Comcast Corp. rode a big-time movie slate -- Fifty Shades Darker, Get Out, and Split — along with a good performance in its cable division to a 9 percent jump in revenue in the first quarter, the company said Thursday morning.

"2017 is off to the fastest start in five years," Comcast CEO Brian Roberts said in a conference call Thursday morning with Wall Street analysts. He also gave a call out to the new top executive in the cable division, David Watson, who has replaced Neil Smit and participated in the call.

Comcast's first-quarter revenue gain of 8.9 percent was the fastest since 2012 and brought in $20.5 billion. Net income attributable to Comcast grew 20 percent, to $2.7 billion.

The Philadelphia company added 42,000 TV subscribers, continuing its recovery in the business but down from a year ago, and 429,000 high-speed Xfinity internet customers.

Comcast also disclosed that it enrolled 66,000 new customers into its Xfinity Home security business in the first quarter, bringing the total of subscribers in the security and home-automation offering to about one million.

The average Comcast customers, meanwhile, paid the company about $150 a month for TV, internet, and home phone as they bundled Xfinity services and shelled out more for entertainment and faster internet speeds.

Comcast's operations are broken down into two large businesses — the legacy cable division and entertainment conglomerate NBCUniversal, which owns the NBC broadcast-TV network, theme parks, a Hollywood movie studio, and cable-TV networks.

Revenue at NBCUniversal, particularly at the Universal movie studio, led by former Comcast executive Steve Burke, rose almost double the corporate increase, at 14.7 percent to $7.9 billion.

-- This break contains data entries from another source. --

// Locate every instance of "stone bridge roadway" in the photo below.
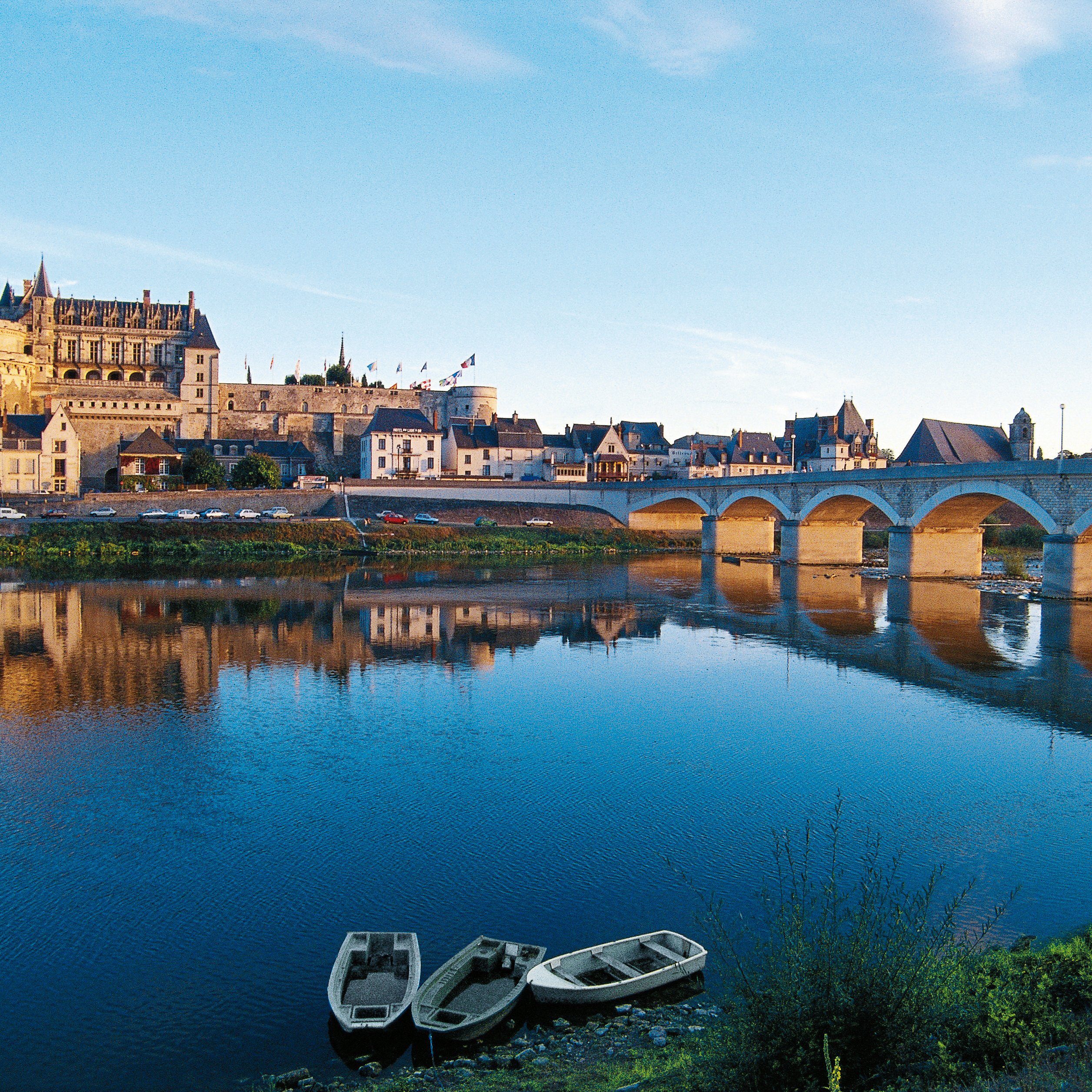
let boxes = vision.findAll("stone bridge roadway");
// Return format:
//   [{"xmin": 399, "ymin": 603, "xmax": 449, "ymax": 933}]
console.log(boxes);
[{"xmin": 347, "ymin": 459, "xmax": 1092, "ymax": 599}]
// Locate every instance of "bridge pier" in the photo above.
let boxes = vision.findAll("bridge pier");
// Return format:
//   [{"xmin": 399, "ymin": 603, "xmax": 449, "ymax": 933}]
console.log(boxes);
[
  {"xmin": 1043, "ymin": 535, "xmax": 1092, "ymax": 599},
  {"xmin": 701, "ymin": 516, "xmax": 773, "ymax": 554},
  {"xmin": 781, "ymin": 520, "xmax": 865, "ymax": 565},
  {"xmin": 888, "ymin": 526, "xmax": 982, "ymax": 576}
]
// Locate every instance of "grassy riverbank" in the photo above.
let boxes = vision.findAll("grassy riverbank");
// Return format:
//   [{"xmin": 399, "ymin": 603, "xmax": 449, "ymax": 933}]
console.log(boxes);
[{"xmin": 363, "ymin": 524, "xmax": 701, "ymax": 557}]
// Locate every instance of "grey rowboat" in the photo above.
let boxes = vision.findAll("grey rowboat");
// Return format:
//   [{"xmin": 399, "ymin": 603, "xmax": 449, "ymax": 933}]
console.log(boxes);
[
  {"xmin": 413, "ymin": 937, "xmax": 546, "ymax": 1041},
  {"xmin": 326, "ymin": 932, "xmax": 420, "ymax": 1031},
  {"xmin": 527, "ymin": 930, "xmax": 708, "ymax": 1005}
]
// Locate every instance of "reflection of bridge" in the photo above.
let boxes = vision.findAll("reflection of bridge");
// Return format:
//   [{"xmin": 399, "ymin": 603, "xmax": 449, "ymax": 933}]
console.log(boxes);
[{"xmin": 350, "ymin": 460, "xmax": 1092, "ymax": 599}]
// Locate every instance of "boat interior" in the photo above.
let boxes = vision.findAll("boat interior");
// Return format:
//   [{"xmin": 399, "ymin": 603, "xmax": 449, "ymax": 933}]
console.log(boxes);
[
  {"xmin": 549, "ymin": 932, "xmax": 698, "ymax": 986},
  {"xmin": 342, "ymin": 932, "xmax": 412, "ymax": 1020},
  {"xmin": 418, "ymin": 938, "xmax": 544, "ymax": 1028}
]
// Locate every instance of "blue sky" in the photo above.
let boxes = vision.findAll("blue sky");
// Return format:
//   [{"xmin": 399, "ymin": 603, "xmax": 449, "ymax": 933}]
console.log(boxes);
[{"xmin": 0, "ymin": 0, "xmax": 1092, "ymax": 454}]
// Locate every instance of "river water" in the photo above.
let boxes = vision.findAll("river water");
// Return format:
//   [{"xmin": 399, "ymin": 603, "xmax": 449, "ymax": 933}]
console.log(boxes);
[{"xmin": 0, "ymin": 557, "xmax": 1092, "ymax": 1092}]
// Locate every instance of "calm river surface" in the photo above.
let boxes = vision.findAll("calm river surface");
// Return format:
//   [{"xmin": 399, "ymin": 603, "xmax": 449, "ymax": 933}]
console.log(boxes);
[{"xmin": 0, "ymin": 557, "xmax": 1092, "ymax": 1092}]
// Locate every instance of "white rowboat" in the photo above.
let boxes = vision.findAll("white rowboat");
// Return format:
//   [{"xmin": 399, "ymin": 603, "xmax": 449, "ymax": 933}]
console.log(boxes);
[
  {"xmin": 527, "ymin": 930, "xmax": 709, "ymax": 1005},
  {"xmin": 326, "ymin": 932, "xmax": 420, "ymax": 1031}
]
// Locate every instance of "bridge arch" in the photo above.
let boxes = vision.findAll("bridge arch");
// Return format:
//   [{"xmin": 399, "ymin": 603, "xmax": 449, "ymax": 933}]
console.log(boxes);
[
  {"xmin": 907, "ymin": 482, "xmax": 1061, "ymax": 535},
  {"xmin": 799, "ymin": 482, "xmax": 899, "ymax": 523},
  {"xmin": 628, "ymin": 490, "xmax": 712, "ymax": 531},
  {"xmin": 710, "ymin": 489, "xmax": 793, "ymax": 520}
]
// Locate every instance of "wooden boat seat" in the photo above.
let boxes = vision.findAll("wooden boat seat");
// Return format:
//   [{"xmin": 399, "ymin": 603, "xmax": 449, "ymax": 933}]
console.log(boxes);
[
  {"xmin": 592, "ymin": 952, "xmax": 644, "ymax": 979},
  {"xmin": 641, "ymin": 940, "xmax": 686, "ymax": 963}
]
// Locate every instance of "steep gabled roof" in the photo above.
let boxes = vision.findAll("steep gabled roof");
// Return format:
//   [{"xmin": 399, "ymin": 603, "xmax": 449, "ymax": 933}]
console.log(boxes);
[
  {"xmin": 363, "ymin": 406, "xmax": 440, "ymax": 436},
  {"xmin": 121, "ymin": 428, "xmax": 178, "ymax": 459},
  {"xmin": 896, "ymin": 417, "xmax": 1012, "ymax": 464},
  {"xmin": 186, "ymin": 311, "xmax": 220, "ymax": 350}
]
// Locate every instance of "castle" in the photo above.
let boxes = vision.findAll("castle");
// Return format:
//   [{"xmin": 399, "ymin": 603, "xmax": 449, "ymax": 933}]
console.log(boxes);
[{"xmin": 0, "ymin": 259, "xmax": 497, "ymax": 489}]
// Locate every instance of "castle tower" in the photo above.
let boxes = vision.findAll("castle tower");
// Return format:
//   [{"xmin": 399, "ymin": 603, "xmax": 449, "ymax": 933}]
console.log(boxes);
[{"xmin": 1009, "ymin": 406, "xmax": 1035, "ymax": 462}]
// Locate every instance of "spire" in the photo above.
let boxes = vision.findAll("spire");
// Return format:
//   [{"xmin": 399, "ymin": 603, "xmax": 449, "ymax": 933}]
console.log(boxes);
[{"xmin": 30, "ymin": 254, "xmax": 53, "ymax": 299}]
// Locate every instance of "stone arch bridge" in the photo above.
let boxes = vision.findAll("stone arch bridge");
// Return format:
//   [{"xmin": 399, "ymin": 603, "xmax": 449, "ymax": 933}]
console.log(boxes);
[{"xmin": 347, "ymin": 459, "xmax": 1092, "ymax": 597}]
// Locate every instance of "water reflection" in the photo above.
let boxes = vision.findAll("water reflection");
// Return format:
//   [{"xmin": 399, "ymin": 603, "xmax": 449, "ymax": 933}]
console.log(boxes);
[{"xmin": 0, "ymin": 557, "xmax": 1092, "ymax": 725}]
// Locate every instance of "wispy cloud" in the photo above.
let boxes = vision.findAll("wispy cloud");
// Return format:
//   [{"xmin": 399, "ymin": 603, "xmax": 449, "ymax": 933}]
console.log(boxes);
[
  {"xmin": 1024, "ymin": 155, "xmax": 1092, "ymax": 168},
  {"xmin": 61, "ymin": 0, "xmax": 527, "ymax": 77},
  {"xmin": 583, "ymin": 0, "xmax": 746, "ymax": 77},
  {"xmin": 0, "ymin": 217, "xmax": 369, "ymax": 303},
  {"xmin": 919, "ymin": 0, "xmax": 1092, "ymax": 74}
]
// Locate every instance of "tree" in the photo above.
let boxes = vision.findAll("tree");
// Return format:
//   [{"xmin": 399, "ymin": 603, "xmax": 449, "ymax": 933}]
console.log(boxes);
[
  {"xmin": 183, "ymin": 448, "xmax": 225, "ymax": 489},
  {"xmin": 232, "ymin": 452, "xmax": 281, "ymax": 489}
]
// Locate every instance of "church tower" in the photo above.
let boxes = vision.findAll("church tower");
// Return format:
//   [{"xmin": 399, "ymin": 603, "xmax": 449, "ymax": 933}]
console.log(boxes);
[{"xmin": 1009, "ymin": 406, "xmax": 1035, "ymax": 463}]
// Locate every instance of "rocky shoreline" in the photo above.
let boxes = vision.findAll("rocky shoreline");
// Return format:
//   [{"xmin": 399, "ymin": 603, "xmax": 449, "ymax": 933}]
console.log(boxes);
[{"xmin": 256, "ymin": 1002, "xmax": 723, "ymax": 1092}]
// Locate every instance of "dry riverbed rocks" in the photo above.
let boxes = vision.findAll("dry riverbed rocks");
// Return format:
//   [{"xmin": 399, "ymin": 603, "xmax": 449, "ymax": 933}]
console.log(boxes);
[{"xmin": 269, "ymin": 1002, "xmax": 722, "ymax": 1092}]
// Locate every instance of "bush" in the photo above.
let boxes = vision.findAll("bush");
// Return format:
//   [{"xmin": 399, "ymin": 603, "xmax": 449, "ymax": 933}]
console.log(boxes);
[
  {"xmin": 232, "ymin": 451, "xmax": 281, "ymax": 489},
  {"xmin": 183, "ymin": 448, "xmax": 227, "ymax": 489}
]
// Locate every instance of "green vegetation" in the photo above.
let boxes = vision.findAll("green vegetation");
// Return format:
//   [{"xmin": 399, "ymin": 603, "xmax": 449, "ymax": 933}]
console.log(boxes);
[
  {"xmin": 363, "ymin": 524, "xmax": 698, "ymax": 556},
  {"xmin": 183, "ymin": 448, "xmax": 227, "ymax": 489},
  {"xmin": 0, "ymin": 521, "xmax": 360, "ymax": 571},
  {"xmin": 232, "ymin": 452, "xmax": 284, "ymax": 489}
]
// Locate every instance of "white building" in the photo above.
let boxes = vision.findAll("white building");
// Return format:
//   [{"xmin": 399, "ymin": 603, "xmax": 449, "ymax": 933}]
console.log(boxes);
[{"xmin": 360, "ymin": 406, "xmax": 442, "ymax": 478}]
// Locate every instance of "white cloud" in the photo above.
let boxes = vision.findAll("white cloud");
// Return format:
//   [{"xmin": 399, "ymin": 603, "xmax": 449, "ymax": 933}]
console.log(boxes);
[
  {"xmin": 584, "ymin": 0, "xmax": 746, "ymax": 75},
  {"xmin": 62, "ymin": 0, "xmax": 526, "ymax": 77},
  {"xmin": 1024, "ymin": 155, "xmax": 1092, "ymax": 167},
  {"xmin": 919, "ymin": 0, "xmax": 1092, "ymax": 74}
]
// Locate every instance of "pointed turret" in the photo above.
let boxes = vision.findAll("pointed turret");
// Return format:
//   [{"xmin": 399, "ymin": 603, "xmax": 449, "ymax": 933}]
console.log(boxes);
[{"xmin": 30, "ymin": 254, "xmax": 53, "ymax": 299}]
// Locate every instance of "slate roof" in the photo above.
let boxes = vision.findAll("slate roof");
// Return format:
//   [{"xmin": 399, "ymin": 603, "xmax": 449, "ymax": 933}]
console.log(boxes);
[
  {"xmin": 496, "ymin": 417, "xmax": 543, "ymax": 448},
  {"xmin": 363, "ymin": 406, "xmax": 440, "ymax": 436},
  {"xmin": 121, "ymin": 427, "xmax": 178, "ymax": 459},
  {"xmin": 451, "ymin": 425, "xmax": 498, "ymax": 449},
  {"xmin": 896, "ymin": 417, "xmax": 1013, "ymax": 464},
  {"xmin": 3, "ymin": 413, "xmax": 49, "ymax": 440},
  {"xmin": 186, "ymin": 311, "xmax": 220, "ymax": 350},
  {"xmin": 618, "ymin": 420, "xmax": 667, "ymax": 452}
]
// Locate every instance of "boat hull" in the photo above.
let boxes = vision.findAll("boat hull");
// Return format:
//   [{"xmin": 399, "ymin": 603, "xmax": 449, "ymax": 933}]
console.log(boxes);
[{"xmin": 527, "ymin": 932, "xmax": 708, "ymax": 1005}]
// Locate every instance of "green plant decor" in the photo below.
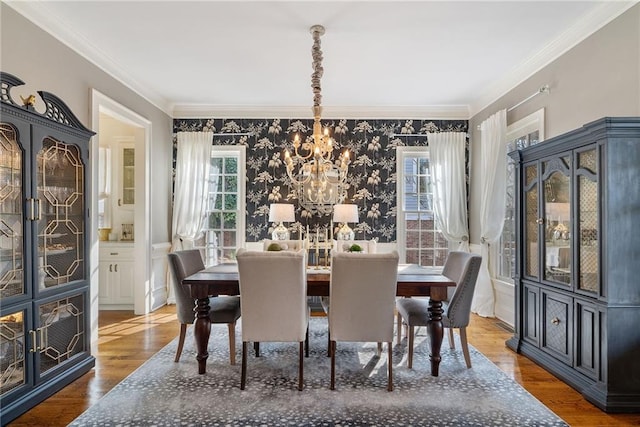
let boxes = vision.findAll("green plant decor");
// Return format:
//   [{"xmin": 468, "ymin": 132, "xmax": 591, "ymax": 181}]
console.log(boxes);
[
  {"xmin": 349, "ymin": 243, "xmax": 362, "ymax": 252},
  {"xmin": 267, "ymin": 243, "xmax": 282, "ymax": 252}
]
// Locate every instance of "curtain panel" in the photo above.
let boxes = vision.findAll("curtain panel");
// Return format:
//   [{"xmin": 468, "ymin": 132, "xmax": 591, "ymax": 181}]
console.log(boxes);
[
  {"xmin": 167, "ymin": 132, "xmax": 213, "ymax": 303},
  {"xmin": 471, "ymin": 110, "xmax": 507, "ymax": 317},
  {"xmin": 427, "ymin": 132, "xmax": 469, "ymax": 252}
]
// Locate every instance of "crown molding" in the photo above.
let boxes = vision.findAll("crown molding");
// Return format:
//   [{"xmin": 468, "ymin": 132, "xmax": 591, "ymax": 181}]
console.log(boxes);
[
  {"xmin": 173, "ymin": 104, "xmax": 469, "ymax": 120},
  {"xmin": 3, "ymin": 0, "xmax": 171, "ymax": 116},
  {"xmin": 469, "ymin": 0, "xmax": 638, "ymax": 118}
]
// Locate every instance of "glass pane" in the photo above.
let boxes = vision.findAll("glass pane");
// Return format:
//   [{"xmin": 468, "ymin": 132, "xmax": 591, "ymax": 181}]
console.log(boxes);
[
  {"xmin": 405, "ymin": 231, "xmax": 420, "ymax": 253},
  {"xmin": 37, "ymin": 294, "xmax": 86, "ymax": 373},
  {"xmin": 0, "ymin": 311, "xmax": 26, "ymax": 395},
  {"xmin": 577, "ymin": 150, "xmax": 600, "ymax": 292},
  {"xmin": 406, "ymin": 249, "xmax": 420, "ymax": 264},
  {"xmin": 224, "ymin": 157, "xmax": 238, "ymax": 175},
  {"xmin": 222, "ymin": 231, "xmax": 236, "ymax": 246},
  {"xmin": 37, "ymin": 138, "xmax": 85, "ymax": 289},
  {"xmin": 223, "ymin": 212, "xmax": 237, "ymax": 230},
  {"xmin": 224, "ymin": 176, "xmax": 238, "ymax": 193},
  {"xmin": 0, "ymin": 123, "xmax": 25, "ymax": 298},
  {"xmin": 224, "ymin": 194, "xmax": 238, "ymax": 210},
  {"xmin": 544, "ymin": 171, "xmax": 571, "ymax": 284},
  {"xmin": 524, "ymin": 185, "xmax": 538, "ymax": 277}
]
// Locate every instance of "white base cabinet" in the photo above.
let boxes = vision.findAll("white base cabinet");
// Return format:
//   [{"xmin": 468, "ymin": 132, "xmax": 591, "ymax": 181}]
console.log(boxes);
[{"xmin": 98, "ymin": 242, "xmax": 135, "ymax": 310}]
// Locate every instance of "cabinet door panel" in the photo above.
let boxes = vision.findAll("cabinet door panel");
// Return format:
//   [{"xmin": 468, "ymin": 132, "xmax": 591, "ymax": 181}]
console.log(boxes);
[
  {"xmin": 36, "ymin": 292, "xmax": 88, "ymax": 378},
  {"xmin": 0, "ymin": 123, "xmax": 27, "ymax": 299},
  {"xmin": 541, "ymin": 290, "xmax": 573, "ymax": 364},
  {"xmin": 574, "ymin": 300, "xmax": 602, "ymax": 379},
  {"xmin": 36, "ymin": 137, "xmax": 86, "ymax": 291},
  {"xmin": 522, "ymin": 285, "xmax": 540, "ymax": 346}
]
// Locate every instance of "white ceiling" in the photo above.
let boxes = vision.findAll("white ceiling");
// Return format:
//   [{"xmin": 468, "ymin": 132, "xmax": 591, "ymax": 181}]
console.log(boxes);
[{"xmin": 7, "ymin": 1, "xmax": 636, "ymax": 119}]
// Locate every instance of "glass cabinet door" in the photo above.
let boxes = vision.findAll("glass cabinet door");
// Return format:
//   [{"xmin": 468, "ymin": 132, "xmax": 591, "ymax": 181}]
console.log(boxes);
[
  {"xmin": 0, "ymin": 123, "xmax": 26, "ymax": 300},
  {"xmin": 523, "ymin": 164, "xmax": 541, "ymax": 278},
  {"xmin": 122, "ymin": 148, "xmax": 136, "ymax": 205},
  {"xmin": 542, "ymin": 155, "xmax": 572, "ymax": 284},
  {"xmin": 36, "ymin": 138, "xmax": 85, "ymax": 290},
  {"xmin": 36, "ymin": 293, "xmax": 87, "ymax": 376},
  {"xmin": 0, "ymin": 309, "xmax": 28, "ymax": 396},
  {"xmin": 576, "ymin": 148, "xmax": 600, "ymax": 292}
]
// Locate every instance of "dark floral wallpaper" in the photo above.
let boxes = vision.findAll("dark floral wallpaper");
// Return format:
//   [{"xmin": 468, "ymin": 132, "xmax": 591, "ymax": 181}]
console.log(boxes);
[{"xmin": 173, "ymin": 119, "xmax": 469, "ymax": 242}]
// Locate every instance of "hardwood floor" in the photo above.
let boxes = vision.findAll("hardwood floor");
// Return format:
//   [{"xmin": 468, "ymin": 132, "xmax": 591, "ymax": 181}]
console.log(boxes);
[{"xmin": 10, "ymin": 306, "xmax": 640, "ymax": 427}]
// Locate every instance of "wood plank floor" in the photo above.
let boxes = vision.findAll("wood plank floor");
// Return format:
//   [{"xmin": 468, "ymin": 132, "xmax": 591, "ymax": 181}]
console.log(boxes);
[{"xmin": 10, "ymin": 306, "xmax": 640, "ymax": 427}]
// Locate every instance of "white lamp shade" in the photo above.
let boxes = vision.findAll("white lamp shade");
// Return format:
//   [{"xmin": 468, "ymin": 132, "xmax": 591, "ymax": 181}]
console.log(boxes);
[
  {"xmin": 333, "ymin": 204, "xmax": 358, "ymax": 224},
  {"xmin": 269, "ymin": 203, "xmax": 296, "ymax": 222}
]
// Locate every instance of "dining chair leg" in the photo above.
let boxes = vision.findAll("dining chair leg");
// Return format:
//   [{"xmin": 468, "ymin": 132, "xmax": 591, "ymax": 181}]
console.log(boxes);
[
  {"xmin": 407, "ymin": 326, "xmax": 415, "ymax": 369},
  {"xmin": 448, "ymin": 328, "xmax": 456, "ymax": 350},
  {"xmin": 460, "ymin": 328, "xmax": 471, "ymax": 369},
  {"xmin": 387, "ymin": 342, "xmax": 393, "ymax": 391},
  {"xmin": 240, "ymin": 341, "xmax": 247, "ymax": 390},
  {"xmin": 173, "ymin": 323, "xmax": 187, "ymax": 363},
  {"xmin": 298, "ymin": 341, "xmax": 304, "ymax": 391},
  {"xmin": 227, "ymin": 322, "xmax": 236, "ymax": 365},
  {"xmin": 304, "ymin": 325, "xmax": 309, "ymax": 357},
  {"xmin": 329, "ymin": 341, "xmax": 336, "ymax": 390}
]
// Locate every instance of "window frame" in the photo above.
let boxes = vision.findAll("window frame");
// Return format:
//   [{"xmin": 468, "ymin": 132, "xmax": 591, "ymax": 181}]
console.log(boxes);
[
  {"xmin": 203, "ymin": 145, "xmax": 247, "ymax": 265},
  {"xmin": 396, "ymin": 146, "xmax": 451, "ymax": 270},
  {"xmin": 490, "ymin": 108, "xmax": 545, "ymax": 286}
]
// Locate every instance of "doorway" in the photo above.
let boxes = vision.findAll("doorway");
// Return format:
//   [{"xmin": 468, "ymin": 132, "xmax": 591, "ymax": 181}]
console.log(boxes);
[{"xmin": 90, "ymin": 89, "xmax": 151, "ymax": 342}]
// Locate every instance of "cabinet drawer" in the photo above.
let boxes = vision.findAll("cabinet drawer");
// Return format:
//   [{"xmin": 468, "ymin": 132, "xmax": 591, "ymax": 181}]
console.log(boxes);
[{"xmin": 540, "ymin": 289, "xmax": 573, "ymax": 365}]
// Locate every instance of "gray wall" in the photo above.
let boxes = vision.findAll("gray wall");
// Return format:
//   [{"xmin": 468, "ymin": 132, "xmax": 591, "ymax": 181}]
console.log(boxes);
[
  {"xmin": 0, "ymin": 3, "xmax": 172, "ymax": 243},
  {"xmin": 469, "ymin": 4, "xmax": 640, "ymax": 243}
]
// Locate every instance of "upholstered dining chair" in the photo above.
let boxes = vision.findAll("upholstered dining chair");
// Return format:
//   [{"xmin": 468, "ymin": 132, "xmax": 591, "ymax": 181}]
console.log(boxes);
[
  {"xmin": 168, "ymin": 249, "xmax": 240, "ymax": 365},
  {"xmin": 396, "ymin": 251, "xmax": 482, "ymax": 369},
  {"xmin": 329, "ymin": 251, "xmax": 398, "ymax": 391},
  {"xmin": 236, "ymin": 249, "xmax": 309, "ymax": 390}
]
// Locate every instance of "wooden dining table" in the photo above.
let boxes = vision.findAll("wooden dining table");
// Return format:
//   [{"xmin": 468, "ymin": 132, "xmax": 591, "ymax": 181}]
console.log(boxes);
[{"xmin": 182, "ymin": 263, "xmax": 456, "ymax": 377}]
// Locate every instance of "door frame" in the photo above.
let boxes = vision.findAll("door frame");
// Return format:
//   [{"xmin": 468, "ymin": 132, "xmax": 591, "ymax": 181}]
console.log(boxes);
[{"xmin": 89, "ymin": 89, "xmax": 151, "ymax": 342}]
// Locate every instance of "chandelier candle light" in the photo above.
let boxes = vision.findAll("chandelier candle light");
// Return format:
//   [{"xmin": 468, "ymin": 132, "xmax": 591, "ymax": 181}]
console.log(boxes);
[
  {"xmin": 284, "ymin": 25, "xmax": 350, "ymax": 214},
  {"xmin": 269, "ymin": 203, "xmax": 296, "ymax": 240}
]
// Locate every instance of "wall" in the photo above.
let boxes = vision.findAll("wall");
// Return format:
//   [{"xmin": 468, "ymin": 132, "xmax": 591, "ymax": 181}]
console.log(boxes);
[
  {"xmin": 469, "ymin": 4, "xmax": 640, "ymax": 243},
  {"xmin": 0, "ymin": 3, "xmax": 172, "ymax": 247},
  {"xmin": 174, "ymin": 119, "xmax": 467, "ymax": 243}
]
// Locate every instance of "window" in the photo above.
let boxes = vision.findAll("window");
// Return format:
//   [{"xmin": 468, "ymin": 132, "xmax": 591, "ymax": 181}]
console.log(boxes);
[
  {"xmin": 494, "ymin": 108, "xmax": 544, "ymax": 282},
  {"xmin": 204, "ymin": 145, "xmax": 245, "ymax": 265},
  {"xmin": 396, "ymin": 147, "xmax": 449, "ymax": 267}
]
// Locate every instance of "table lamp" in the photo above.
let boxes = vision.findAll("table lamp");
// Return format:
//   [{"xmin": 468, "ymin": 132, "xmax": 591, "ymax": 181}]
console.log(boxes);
[
  {"xmin": 333, "ymin": 204, "xmax": 358, "ymax": 240},
  {"xmin": 269, "ymin": 203, "xmax": 296, "ymax": 240}
]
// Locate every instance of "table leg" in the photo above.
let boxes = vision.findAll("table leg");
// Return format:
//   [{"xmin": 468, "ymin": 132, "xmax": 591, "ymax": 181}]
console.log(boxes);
[
  {"xmin": 193, "ymin": 298, "xmax": 211, "ymax": 374},
  {"xmin": 427, "ymin": 298, "xmax": 444, "ymax": 377}
]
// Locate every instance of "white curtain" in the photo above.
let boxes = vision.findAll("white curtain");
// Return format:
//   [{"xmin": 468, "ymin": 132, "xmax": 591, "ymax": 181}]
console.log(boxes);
[
  {"xmin": 427, "ymin": 132, "xmax": 469, "ymax": 252},
  {"xmin": 167, "ymin": 132, "xmax": 213, "ymax": 303},
  {"xmin": 471, "ymin": 110, "xmax": 507, "ymax": 317}
]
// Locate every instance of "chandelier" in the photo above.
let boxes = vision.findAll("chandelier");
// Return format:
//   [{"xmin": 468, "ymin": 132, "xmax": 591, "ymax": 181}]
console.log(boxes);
[{"xmin": 284, "ymin": 25, "xmax": 350, "ymax": 214}]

Profits soared 24.4 percent to $2 billion.

Based on this, Roberts called Comcast's 2011 deal for NBCUniversal "perhaps the best in our history." Analyst Jessica Reif-Cohen with Merrill Lynch added that NBCUniversal's first-quarter performance could be the "best results in media."

Comcast released its earnings as speculation swirled about potential megadeals in the wireless industry and as the new chairman of the Federal Communications Commission, Ajit Pai, said he would seek to roll back Obama-era regulations on the internet.

Comcast and other big telecom companies opposed those Obama-era regulations as overly burdensome on companies.

Roberts said that he was "heartened" by Pai's actions to lighten internet regulations. He and other big telecom executives feared that the FCC eventually would regulate internet rates on consumers.

There has been talk for months about whether Comcast and wireless giant Verizon Communications Inc. could do a deal — speculation tamped down by Comcast but encouraged by Verizon CEO Lowell McAdam in a media interview  — as Americans consume more video on smartphones and tablets.

But Comcast executives downplayed any aggressive deal-making or expansion into wireless in the conference call, saying they were content with the launch of Xfinity Mobile. The recently announced Comcast wireless service will resell Verizon network and offload some data traffic onto Comcast's WiFi network.

"We have been talking about the wireless industry for 20 years," Roberts observed on the call, noting also some of the recent problems with the wireless industry and its maturing growth. "Right now, we look at our results and compare them with what we've seen" at wireless companies, he added.